Non vi parlo delle carni. Io temo che la classe degli ex‑nobili faccia una lega maliziosissima con i negozianti. Pregate il governo provvisorio di un pronto rimedio e di un potente argine alle fatalità nascenti. Intanto cosa io debba rispondere alle infinite querelle giustissime, dalle quali sono assordato, contro la sordidezza del commercio in questa città e come debba frenare le voci di diffidenza e di censura sulle assicuranti tasse, alle quali siamo miseramente legati senza il rapporto di proporzione colle monete correnti, io non lo so e non intendo nemmeno come possano i nostri negozianti, con un privato congresso, formarsi delle tasse arbitrarie, sotto pene ai venditori di un minor prezzo, come si è fatto in Susa.
Quindi la difficoltà della situazione veniva attribuita dai repubblicani all’ingordigia dei commercianti sospettati addirittura di essere in combutta con gli ex‑nobili e di agire così per screditare il nuovo governo.
Lamentele venivano rivolte più tardi, nel 1812, a causa dello stabilimento del “diritto territoriale” sul Moncenisio che faceva sì che fosse quasi estinto il commercio del vino con la Savoia che ne era il maggiore esportatore.
Questo diritto, fissato a 2 franchi per cavallo o mulo, è troppo pesante per alcuni negozianti che non possono sostenere questa spesa nel passaggio fra il cantone di Susa e quello di Lanslebourg.
Per quanto riguarda il pagamento degli operai, l’argomento è trattato dallo Jaquet nella sua statistica:
La journée de travail a éprouvé beaucoup de variations depuis díx ans; avant cette epoque, elle était pour les montagnes, de 7 à 8 solds; et pour la plaine, de 10 à 12.
La giornata di lavoro ha subito molte variazioni nell’arco di dieci anni; prima di questo periodo era, in montagna, fra i 7 e gli 8 soldi e in pianura fra i 10 e i 12.
I numerosi lavori di distruzione delle fortificazioni e la svalutazione della moneta fecero alzare il prezzo di una “giornata” a livelli esorbitanti anche a causa della scarsezza degli operai, essendo quasi tutti in questo paese piccoli proprietari terrieri. All’inizio del 1800 essa era di 12 o 15 franchi in montagna e di 18 o 23 nel fondo valle.
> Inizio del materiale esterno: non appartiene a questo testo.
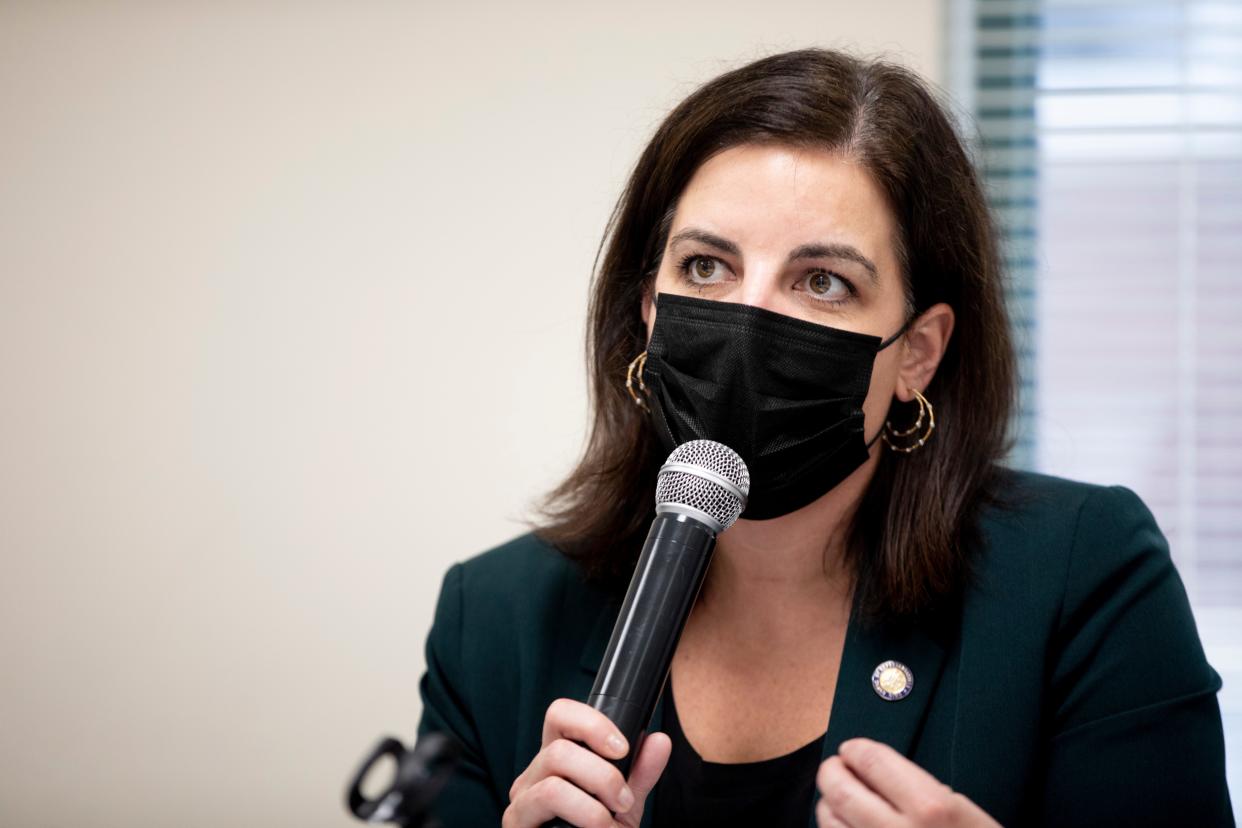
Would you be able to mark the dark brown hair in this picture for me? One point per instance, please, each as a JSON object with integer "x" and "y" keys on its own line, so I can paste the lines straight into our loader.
{"x": 909, "y": 538}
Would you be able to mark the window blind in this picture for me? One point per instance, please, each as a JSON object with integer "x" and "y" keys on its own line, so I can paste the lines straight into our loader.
{"x": 1110, "y": 135}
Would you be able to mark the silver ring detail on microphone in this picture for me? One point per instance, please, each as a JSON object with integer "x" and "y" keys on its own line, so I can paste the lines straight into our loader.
{"x": 707, "y": 474}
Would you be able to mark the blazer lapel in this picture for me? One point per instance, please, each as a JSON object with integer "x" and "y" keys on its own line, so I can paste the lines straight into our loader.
{"x": 858, "y": 710}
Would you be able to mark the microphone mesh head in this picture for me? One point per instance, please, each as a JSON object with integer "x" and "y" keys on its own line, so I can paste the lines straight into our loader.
{"x": 707, "y": 495}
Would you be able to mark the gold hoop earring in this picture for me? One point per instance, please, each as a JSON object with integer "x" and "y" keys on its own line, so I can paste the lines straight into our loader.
{"x": 927, "y": 411}
{"x": 635, "y": 370}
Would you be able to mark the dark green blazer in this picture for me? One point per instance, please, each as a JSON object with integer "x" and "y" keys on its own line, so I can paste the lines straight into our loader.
{"x": 1067, "y": 687}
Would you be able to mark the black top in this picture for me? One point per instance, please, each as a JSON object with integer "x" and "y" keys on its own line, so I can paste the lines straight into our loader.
{"x": 775, "y": 792}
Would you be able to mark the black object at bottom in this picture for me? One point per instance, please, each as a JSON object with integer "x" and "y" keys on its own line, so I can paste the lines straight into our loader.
{"x": 662, "y": 591}
{"x": 420, "y": 775}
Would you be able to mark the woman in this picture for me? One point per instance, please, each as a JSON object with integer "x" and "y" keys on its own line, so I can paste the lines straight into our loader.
{"x": 897, "y": 632}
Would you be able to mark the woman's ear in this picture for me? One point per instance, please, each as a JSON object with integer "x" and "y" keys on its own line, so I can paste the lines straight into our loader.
{"x": 924, "y": 345}
{"x": 648, "y": 291}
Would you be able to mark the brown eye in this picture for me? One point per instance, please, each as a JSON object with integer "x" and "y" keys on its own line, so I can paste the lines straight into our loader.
{"x": 704, "y": 268}
{"x": 827, "y": 287}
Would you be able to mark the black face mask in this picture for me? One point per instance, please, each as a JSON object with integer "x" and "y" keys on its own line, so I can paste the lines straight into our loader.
{"x": 785, "y": 394}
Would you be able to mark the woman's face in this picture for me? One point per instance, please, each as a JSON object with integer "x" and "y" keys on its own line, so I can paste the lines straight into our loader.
{"x": 802, "y": 232}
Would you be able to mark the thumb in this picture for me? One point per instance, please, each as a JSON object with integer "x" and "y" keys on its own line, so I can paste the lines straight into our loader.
{"x": 653, "y": 752}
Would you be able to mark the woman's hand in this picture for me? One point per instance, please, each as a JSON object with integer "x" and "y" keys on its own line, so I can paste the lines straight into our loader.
{"x": 868, "y": 785}
{"x": 569, "y": 781}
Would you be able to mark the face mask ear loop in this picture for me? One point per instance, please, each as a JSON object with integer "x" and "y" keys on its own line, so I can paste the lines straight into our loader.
{"x": 897, "y": 335}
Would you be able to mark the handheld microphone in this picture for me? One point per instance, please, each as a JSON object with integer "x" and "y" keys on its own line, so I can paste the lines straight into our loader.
{"x": 699, "y": 493}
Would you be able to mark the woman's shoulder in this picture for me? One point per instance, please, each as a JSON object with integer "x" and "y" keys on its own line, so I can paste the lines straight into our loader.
{"x": 1061, "y": 520}
{"x": 519, "y": 585}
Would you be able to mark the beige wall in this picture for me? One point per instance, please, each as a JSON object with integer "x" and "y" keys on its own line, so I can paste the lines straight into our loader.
{"x": 291, "y": 302}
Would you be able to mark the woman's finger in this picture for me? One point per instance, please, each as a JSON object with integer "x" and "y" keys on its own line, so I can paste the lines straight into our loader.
{"x": 824, "y": 816}
{"x": 650, "y": 762}
{"x": 555, "y": 797}
{"x": 581, "y": 767}
{"x": 850, "y": 801}
{"x": 576, "y": 721}
{"x": 907, "y": 786}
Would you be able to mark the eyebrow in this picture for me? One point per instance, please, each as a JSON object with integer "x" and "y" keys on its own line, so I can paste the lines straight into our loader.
{"x": 802, "y": 251}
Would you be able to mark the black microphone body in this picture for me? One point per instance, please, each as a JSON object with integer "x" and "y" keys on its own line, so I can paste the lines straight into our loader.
{"x": 701, "y": 490}
{"x": 662, "y": 591}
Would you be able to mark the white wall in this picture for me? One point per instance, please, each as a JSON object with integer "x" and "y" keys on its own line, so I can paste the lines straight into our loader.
{"x": 291, "y": 313}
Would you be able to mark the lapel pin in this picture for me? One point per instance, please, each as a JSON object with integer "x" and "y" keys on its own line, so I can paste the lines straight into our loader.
{"x": 892, "y": 680}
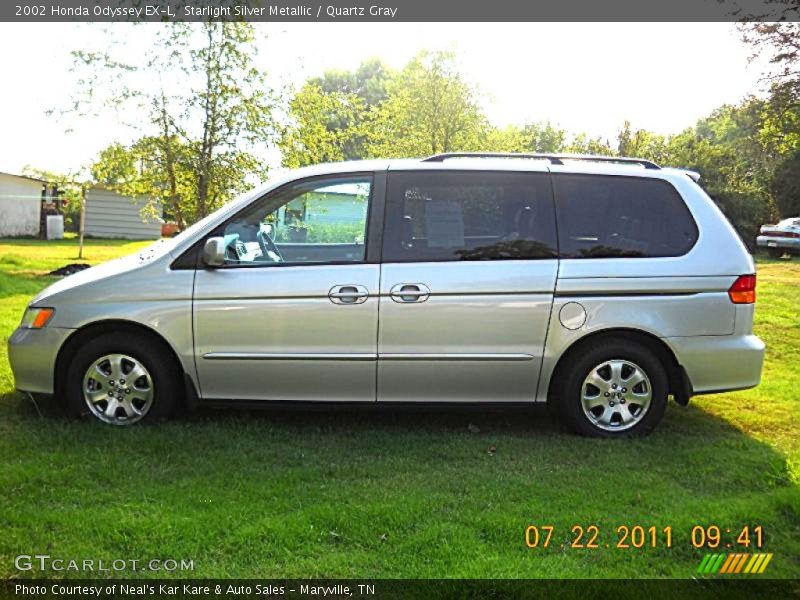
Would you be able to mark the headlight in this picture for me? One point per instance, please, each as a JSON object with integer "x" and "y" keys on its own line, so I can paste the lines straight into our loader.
{"x": 36, "y": 318}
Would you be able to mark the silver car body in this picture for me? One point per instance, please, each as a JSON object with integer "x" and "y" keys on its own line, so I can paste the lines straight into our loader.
{"x": 490, "y": 331}
{"x": 784, "y": 236}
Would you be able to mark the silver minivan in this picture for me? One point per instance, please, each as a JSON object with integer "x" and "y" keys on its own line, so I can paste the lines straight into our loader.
{"x": 601, "y": 286}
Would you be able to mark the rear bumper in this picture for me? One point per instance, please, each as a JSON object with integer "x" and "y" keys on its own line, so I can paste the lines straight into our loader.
{"x": 768, "y": 241}
{"x": 32, "y": 354}
{"x": 718, "y": 363}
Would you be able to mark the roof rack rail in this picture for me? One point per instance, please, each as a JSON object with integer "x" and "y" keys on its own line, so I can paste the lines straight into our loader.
{"x": 555, "y": 159}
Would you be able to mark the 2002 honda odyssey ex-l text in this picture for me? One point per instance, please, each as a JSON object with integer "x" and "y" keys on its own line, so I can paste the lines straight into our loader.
{"x": 602, "y": 286}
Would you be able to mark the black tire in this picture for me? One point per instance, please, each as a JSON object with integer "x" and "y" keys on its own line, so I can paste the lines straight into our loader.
{"x": 607, "y": 349}
{"x": 159, "y": 363}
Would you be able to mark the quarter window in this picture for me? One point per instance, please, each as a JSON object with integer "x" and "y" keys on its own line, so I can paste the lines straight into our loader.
{"x": 617, "y": 216}
{"x": 322, "y": 221}
{"x": 456, "y": 216}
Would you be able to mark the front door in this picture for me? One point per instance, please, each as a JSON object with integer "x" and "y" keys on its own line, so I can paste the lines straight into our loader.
{"x": 469, "y": 270}
{"x": 293, "y": 314}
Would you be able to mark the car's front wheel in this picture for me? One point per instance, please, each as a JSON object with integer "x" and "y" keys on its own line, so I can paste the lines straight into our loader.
{"x": 615, "y": 388}
{"x": 122, "y": 379}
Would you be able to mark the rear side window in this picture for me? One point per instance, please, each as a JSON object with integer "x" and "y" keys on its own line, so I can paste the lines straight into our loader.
{"x": 613, "y": 216}
{"x": 455, "y": 216}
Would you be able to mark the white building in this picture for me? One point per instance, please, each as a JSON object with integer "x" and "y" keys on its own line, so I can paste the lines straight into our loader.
{"x": 20, "y": 205}
{"x": 112, "y": 215}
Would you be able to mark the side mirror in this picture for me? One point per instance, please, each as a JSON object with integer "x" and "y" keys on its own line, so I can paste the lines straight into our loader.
{"x": 214, "y": 252}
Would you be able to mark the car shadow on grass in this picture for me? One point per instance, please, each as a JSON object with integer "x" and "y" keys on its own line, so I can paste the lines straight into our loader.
{"x": 290, "y": 492}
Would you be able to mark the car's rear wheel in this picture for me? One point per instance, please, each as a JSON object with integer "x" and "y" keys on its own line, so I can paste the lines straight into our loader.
{"x": 615, "y": 388}
{"x": 122, "y": 379}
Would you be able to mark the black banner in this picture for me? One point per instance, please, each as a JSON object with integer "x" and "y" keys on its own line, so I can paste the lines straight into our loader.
{"x": 400, "y": 589}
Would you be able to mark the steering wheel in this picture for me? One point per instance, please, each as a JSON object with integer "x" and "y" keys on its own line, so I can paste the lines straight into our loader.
{"x": 268, "y": 247}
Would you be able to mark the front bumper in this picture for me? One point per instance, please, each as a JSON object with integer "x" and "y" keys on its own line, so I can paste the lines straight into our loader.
{"x": 768, "y": 241}
{"x": 719, "y": 363}
{"x": 32, "y": 354}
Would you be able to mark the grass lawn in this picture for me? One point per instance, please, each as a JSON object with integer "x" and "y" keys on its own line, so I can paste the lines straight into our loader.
{"x": 332, "y": 493}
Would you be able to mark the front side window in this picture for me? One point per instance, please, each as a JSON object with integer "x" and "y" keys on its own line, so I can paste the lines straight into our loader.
{"x": 615, "y": 216}
{"x": 455, "y": 216}
{"x": 319, "y": 221}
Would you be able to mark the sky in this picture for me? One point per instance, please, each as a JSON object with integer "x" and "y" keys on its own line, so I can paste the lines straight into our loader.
{"x": 586, "y": 77}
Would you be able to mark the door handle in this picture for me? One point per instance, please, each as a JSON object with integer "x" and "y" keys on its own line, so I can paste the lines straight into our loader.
{"x": 348, "y": 294}
{"x": 409, "y": 292}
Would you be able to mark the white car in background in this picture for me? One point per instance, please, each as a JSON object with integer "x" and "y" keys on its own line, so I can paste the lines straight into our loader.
{"x": 781, "y": 238}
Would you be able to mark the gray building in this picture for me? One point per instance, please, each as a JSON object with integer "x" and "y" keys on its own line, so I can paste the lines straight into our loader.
{"x": 112, "y": 215}
{"x": 20, "y": 205}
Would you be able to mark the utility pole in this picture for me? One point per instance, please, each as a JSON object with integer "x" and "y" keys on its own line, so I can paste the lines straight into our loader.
{"x": 83, "y": 217}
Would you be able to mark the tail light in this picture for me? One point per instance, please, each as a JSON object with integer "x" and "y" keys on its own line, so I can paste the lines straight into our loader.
{"x": 743, "y": 290}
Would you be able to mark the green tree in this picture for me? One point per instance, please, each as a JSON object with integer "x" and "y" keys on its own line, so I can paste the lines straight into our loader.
{"x": 786, "y": 186}
{"x": 200, "y": 126}
{"x": 641, "y": 143}
{"x": 429, "y": 108}
{"x": 325, "y": 127}
{"x": 726, "y": 148}
{"x": 326, "y": 115}
{"x": 583, "y": 144}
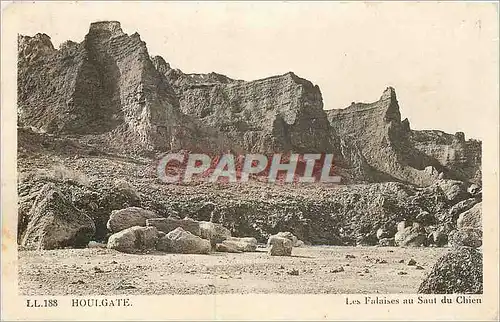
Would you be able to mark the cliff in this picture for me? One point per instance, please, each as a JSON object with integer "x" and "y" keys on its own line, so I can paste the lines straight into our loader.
{"x": 108, "y": 92}
{"x": 105, "y": 88}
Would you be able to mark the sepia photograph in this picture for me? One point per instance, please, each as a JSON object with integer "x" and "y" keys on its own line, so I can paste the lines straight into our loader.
{"x": 252, "y": 148}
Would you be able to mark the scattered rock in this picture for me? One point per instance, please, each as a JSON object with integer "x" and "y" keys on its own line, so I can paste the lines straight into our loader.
{"x": 473, "y": 189}
{"x": 386, "y": 242}
{"x": 457, "y": 272}
{"x": 459, "y": 208}
{"x": 125, "y": 287}
{"x": 412, "y": 262}
{"x": 128, "y": 217}
{"x": 438, "y": 237}
{"x": 299, "y": 243}
{"x": 402, "y": 225}
{"x": 182, "y": 241}
{"x": 454, "y": 190}
{"x": 169, "y": 224}
{"x": 383, "y": 233}
{"x": 242, "y": 244}
{"x": 470, "y": 237}
{"x": 134, "y": 239}
{"x": 289, "y": 235}
{"x": 227, "y": 248}
{"x": 279, "y": 246}
{"x": 216, "y": 233}
{"x": 94, "y": 244}
{"x": 53, "y": 222}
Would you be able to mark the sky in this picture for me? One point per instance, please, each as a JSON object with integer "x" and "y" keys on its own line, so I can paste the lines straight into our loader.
{"x": 442, "y": 58}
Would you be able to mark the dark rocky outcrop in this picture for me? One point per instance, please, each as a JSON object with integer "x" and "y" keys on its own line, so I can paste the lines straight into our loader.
{"x": 104, "y": 104}
{"x": 181, "y": 241}
{"x": 107, "y": 88}
{"x": 54, "y": 222}
{"x": 460, "y": 271}
{"x": 134, "y": 239}
{"x": 390, "y": 151}
{"x": 128, "y": 217}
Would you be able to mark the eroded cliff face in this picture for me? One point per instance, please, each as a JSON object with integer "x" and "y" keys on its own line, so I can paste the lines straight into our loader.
{"x": 106, "y": 88}
{"x": 394, "y": 152}
{"x": 275, "y": 114}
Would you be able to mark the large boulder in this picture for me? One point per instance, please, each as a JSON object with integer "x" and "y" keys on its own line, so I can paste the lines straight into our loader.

Questi salari troppo alti erano, secondo lo Jaquet, una delle cause della costante mediocrità della fortuna di questa gente, infatti chi possedeva dei terreni vasti era costretto a ricorrere all’aiuto di operai che con le loro paghe troppo elevate, rendevano quasi nullo il profitto del proprietario. Egli si augura che presto i salari possano tornare ai livelli precedenti.